The News Media Are More Superficial Than Ever…Right?

I recently came across the following passage in a book I’m reading:

“Of this changing media-environment in the past decade of American life…
Since time on air is always limited and space in print is always tight, all reporting must be the snatching of fragments of a continuum, chosen by each reporter’s own inner judgment of which fragments reveal or symbolize a larger general truth. Reporters and the media thus sit in judgment on candidates.”

That quote may seem obvious to you. After all, you’ve surely noticed that the media blow every small gaffe (or fragment) out of proportion, such as this week’s doozy by Mitt Romney. And you’ve surely noticed that the trend has gotten worse over the past decade, as the book’s author stated.

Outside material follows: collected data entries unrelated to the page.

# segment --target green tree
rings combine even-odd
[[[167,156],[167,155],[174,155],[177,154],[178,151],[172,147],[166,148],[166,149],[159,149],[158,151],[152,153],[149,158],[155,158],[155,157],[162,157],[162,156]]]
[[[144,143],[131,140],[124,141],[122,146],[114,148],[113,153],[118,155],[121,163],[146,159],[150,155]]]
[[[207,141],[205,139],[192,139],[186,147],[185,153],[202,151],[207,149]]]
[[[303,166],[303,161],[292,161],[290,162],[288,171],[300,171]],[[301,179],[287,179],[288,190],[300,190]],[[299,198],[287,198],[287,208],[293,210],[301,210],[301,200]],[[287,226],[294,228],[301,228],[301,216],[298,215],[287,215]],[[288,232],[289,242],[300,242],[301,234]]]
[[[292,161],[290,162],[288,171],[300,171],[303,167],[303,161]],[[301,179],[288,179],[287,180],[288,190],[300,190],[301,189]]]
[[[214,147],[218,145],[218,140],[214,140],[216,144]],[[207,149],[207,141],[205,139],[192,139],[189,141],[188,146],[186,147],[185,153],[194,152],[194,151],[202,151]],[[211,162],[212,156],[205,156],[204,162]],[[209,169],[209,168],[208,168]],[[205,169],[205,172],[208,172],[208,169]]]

But what might surprise you is that the quote was written more than 40 years ago. Author Theodore H. White wrote those words in “The Making of the President 1968,” published in 1969.

We often lament the superficiality of today’s media. And surely, the trends Mr. White identified in the late 1960s have only grown worse over the past 43 years.

 

But sometimes we forget that the trend lines we complain about have actually been in motion for a long time – and that our complaints mirror those made a long time ago by our parents and grandparents.

I know that’s true. I inherited my copy of the book from my grandfather, who died in 1982.